La juridiction spéciale a suivi à la lettre les réquisitions du ministère public. Soumaïla Sounon Boké, membre du parti Les Démocrates, a été condamné à une peine de 60 mois de prison ferme et à une amende de 10 millions de FCFA.
L’affaire remonte au dimanche 7 décembre 2025, jour de la tentative de coup d’État contre le président Patrice Talon. L’ancien élu avait été interpellé après avoir posté la phrase « c’est la fête » dans un groupe WhatsApp.
Le parquet a qualifié cet acte d’« apologie de crimes contre la sûreté de l’État et incitation à la rébellion par le biais d’une communication électronique », y voyant un soutien manifeste aux putschistes.

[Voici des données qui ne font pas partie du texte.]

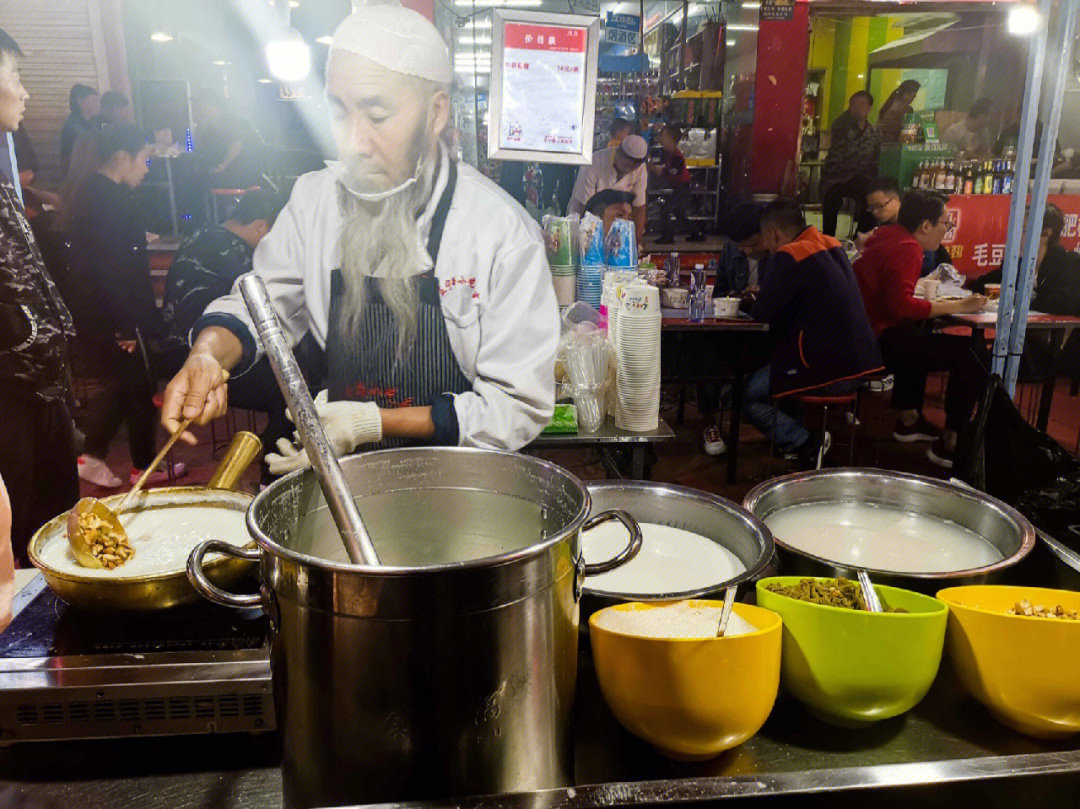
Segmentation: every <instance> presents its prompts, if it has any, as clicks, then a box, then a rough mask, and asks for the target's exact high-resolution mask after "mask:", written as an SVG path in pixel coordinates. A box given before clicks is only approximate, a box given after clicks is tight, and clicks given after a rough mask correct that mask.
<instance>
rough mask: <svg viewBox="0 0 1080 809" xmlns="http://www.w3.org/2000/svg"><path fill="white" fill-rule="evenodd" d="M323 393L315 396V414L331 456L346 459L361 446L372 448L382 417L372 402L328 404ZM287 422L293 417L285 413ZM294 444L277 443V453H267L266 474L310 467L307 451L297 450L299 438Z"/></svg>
mask: <svg viewBox="0 0 1080 809" xmlns="http://www.w3.org/2000/svg"><path fill="white" fill-rule="evenodd" d="M327 400H328V396H327V392H326V391H320V393H319V395H318V396H315V412H316V413H318V414H319V420H320V421H322V422H323V430H325V431H326V439H327V441H329V444H330V449H333V450H334V455H336V456H337V457H339V458H340V457H341V456H342V455H349V454H350V453H352V450H354V449H355V448H356V447H359V446H361V445H362V444H374V443H376V442H378V441H382V414H381V410H380V409H379V406H378V405H377V404H375V402H329V401H327ZM286 416H288V419H289V421H292V420H293V414H291V413H287V412H286ZM295 439H296V443H295V444H291V443H289V442H288V440H287V439H279V440H278V453H267V455H266V462H267V467H268V468H269V470H270V472H271V473H272V474H275V475H282V474H287V473H288V472H295V471H296V470H298V469H307V468H308V467H310V466H311V460H310V459H309V458H308V450H306V449H302V448H301V447H300V437H299V435H295Z"/></svg>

Pour sa défense, Soumaïla Sounon Boké a plaidé l’erreur de manipulation. Il a soutenu que ce message était initialement destiné à un groupe d’amis organisant des retrouvailles festives et qu’il avait été publié par mégarde dans le mauvais fil de discussion. Le prévenu a fermement nié toute allégeance aux militaires s’étant attaqués aux institutions de la République.
Des arguments qui n’ont pas convaincu les juges de la CRIET. L’ancien député dispose désormais d’un délai légal de quinze jours pour interjeter appel de cette décision.